Perhaps a better approach is to include all unreachable blocks by querying the CFG for unreachable edges.  We now try and build the CFG so that all unreachable edges aren't hard pruned, but that you can access the pruned edge via an API call:

    /// Get the potentially unreachable block.
    CFGBlock *getPossiblyUnreachableBlock() const {
      return UnreachableBlock.getPointer();
    }

That said, we may not have converted the entire CFG to record these "ghost edges".  However, if you include the possibly unreachable blocks when you do your initial construction of Blocks, there will be less blocks that are skipped in the first go, and everything will be in the proper order in the worklist.

Also minor, please make all comments be sentences that end with a '.'

For expediency, besides the comments being slightly tweaked, I'm fine with the patch going in as is.  That would hopefully unblock Alex's current performance problem.  I do think we should invert the above loop though in a subsequent patch.

Ted


> On Aug 8, 2014, at 8:48 AM, Artyom Skrobov <Artyom.Skrobov at arm.com> wrote:
> 
> Thank you for the patience – indeed it took me some time to prepare the proper patch, which is now ready for review.
>  
> It comes without a regression test, as the only observable change is performance improvement of the analysis.
>  
>  
> From: Alexander Kornienko [mailto:alexfh at google.com <mailto:alexfh at google.com>] 
> Sent: 07 August 2014 23:35
> To: Artyom Skrobov
> Cc: cfe-commits at cs.uiuc.edu <mailto:cfe-commits at cs.uiuc.edu> Commits
> Subject: Re: r214064 - Factoring DataflowWorklist out of LiveVariables and UninitializedValues analyses
>  
> Any news here?
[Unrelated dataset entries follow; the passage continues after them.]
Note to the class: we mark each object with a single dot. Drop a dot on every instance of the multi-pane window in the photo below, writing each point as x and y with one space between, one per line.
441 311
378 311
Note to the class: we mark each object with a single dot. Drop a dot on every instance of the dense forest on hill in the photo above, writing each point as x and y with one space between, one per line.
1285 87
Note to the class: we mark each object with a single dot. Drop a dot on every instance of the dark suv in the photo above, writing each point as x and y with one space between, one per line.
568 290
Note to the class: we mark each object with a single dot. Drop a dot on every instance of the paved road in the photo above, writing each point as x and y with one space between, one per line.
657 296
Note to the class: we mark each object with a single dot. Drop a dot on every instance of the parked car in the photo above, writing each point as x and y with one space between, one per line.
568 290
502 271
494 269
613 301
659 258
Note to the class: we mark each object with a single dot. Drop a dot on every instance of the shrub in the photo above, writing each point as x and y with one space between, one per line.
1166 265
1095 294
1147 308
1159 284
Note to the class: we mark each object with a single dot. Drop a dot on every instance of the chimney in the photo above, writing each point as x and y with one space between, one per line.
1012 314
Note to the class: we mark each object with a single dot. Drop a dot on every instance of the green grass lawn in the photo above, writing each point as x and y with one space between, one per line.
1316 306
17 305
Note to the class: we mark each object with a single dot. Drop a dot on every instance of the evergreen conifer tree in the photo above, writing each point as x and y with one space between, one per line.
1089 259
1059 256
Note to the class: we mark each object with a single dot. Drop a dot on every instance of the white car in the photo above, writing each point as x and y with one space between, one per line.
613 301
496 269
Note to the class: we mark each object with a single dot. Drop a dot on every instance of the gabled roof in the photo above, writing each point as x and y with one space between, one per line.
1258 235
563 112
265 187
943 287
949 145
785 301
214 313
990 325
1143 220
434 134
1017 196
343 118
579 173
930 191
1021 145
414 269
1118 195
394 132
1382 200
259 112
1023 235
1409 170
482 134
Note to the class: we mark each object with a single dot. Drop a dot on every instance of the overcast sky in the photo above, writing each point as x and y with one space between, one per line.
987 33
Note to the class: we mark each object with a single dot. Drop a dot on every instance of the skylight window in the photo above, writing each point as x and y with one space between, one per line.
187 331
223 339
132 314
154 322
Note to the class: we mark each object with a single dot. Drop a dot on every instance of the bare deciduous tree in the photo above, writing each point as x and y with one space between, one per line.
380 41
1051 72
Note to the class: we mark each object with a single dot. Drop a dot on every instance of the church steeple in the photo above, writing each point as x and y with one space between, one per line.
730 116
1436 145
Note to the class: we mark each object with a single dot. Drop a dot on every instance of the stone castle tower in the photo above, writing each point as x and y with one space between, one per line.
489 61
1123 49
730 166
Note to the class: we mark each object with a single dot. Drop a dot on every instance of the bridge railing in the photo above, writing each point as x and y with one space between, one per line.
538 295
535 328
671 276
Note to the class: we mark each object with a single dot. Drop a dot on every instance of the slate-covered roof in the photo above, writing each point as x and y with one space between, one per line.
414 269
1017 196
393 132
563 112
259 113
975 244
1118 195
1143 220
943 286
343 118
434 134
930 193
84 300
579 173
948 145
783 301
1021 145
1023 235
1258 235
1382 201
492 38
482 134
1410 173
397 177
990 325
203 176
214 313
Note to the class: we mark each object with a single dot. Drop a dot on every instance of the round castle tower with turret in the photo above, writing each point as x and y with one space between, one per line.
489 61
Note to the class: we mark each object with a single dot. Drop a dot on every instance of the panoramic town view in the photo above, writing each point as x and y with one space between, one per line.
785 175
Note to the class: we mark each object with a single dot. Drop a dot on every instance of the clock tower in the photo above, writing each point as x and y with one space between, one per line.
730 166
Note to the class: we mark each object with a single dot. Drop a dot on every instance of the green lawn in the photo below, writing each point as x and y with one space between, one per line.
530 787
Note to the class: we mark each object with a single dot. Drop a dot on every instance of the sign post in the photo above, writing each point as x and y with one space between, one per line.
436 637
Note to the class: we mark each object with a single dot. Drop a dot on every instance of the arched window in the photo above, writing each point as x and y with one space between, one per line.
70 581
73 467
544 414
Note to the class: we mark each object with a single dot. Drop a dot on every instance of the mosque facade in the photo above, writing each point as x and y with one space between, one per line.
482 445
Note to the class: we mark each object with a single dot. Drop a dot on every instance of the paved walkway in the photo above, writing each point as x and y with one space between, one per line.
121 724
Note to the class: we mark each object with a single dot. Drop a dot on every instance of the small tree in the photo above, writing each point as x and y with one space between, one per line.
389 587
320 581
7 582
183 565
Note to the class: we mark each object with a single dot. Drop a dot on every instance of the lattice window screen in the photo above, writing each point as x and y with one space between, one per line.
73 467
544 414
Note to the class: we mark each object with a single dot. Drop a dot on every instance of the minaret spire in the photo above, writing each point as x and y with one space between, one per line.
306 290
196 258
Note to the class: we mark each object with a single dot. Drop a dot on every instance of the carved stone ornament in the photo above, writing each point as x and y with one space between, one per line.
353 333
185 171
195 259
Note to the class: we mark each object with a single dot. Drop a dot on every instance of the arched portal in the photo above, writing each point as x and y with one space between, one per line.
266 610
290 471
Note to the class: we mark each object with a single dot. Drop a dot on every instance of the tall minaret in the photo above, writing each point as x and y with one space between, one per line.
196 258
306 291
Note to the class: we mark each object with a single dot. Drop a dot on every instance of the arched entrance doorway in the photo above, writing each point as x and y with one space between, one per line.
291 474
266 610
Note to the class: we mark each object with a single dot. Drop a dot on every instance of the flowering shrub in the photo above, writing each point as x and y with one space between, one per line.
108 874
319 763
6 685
This keeps biting us.
>  
> Maybe you can apply this patch first and work on a better solution after that?
> 
> On Tue, Aug 5, 2014 at 6:23 PM, Artyom Skrobov <Artyom.Skrobov at arm.com <mailto:Artyom.Skrobov at arm.com>> wrote:
> So, the simplest way to restore the original behaviour seems to be
>  
> Index: lib/Analysis/LiveVariables.cpp
> ===================================================================
> --- lib/Analysis/LiveVariables.cpp   (revision 214183)
> +++ lib/Analysis/LiveVariables.cpp   (working copy)
> @@ -451,6 +451,7 @@
>    // Construct the dataflow worklist.  Enqueue the exit block as the
>    // start of the analysis.
>    DataflowWorklist worklist(*cfg, AC);
> +  worklist.quick_hack();
>    llvm::BitVector everAnalyzedBlock(cfg->getNumBlockIDs());
>    // FIXME: we should enqueue using post order.
> Index: include/clang/Analysis/Analyses/DataflowWorklist.h
> ===================================================================
> --- include/clang/Analysis/Analyses/DataflowWorklist.h     (revision 214183)
> +++ include/clang/Analysis/Analyses/DataflowWorklist.h     (working copy)
> @@ -53,6 +53,7 @@
>    const CFGBlock *dequeue();
>    void sortWorklist();
> +  void quick_hack() { enqueuedBlocks.reset(); PO_I = PO_E; }
> };
>  } // end clang namespace
>  
> This has the effect of disabling the fallback post-order iteration.
>  
> The reason for the performance regression, however, is related to the iteration order over the CFG: UninitializedValues expects to use the default (i.e. reverse) PostOrderCFGView iteration, whereas LiveVariables expects the opposite order, corresponding to using llvm::GraphTraits<llvm::Inverse<const CFG*> > > as the last parameter in typedef po_iterator.
>  
> I’m currently thinking of a proper solution which would allow using PostOrderCFGView for iteration in either direction.
>  
>  
>  
> From: Alexander Kornienko [mailto:alexfh at google.com <mailto:alexfh at google.com>] 
> Sent: 05 August 2014 12:30
> 
> To: Artyom Skrobov
> Cc: cfe-commits at cs.uiuc.edu <mailto:cfe-commits at cs.uiuc.edu> Commits
> Subject: Re: r214064 - Factoring DataflowWorklist out of LiveVariables and UninitializedValues analyses
>  
> On another file from the same project the difference in my setup is 2 minutes before the patch vs. 50+ hours (I terminated the analyzer before it finished) after the patch. So it's a rather bad performance regression.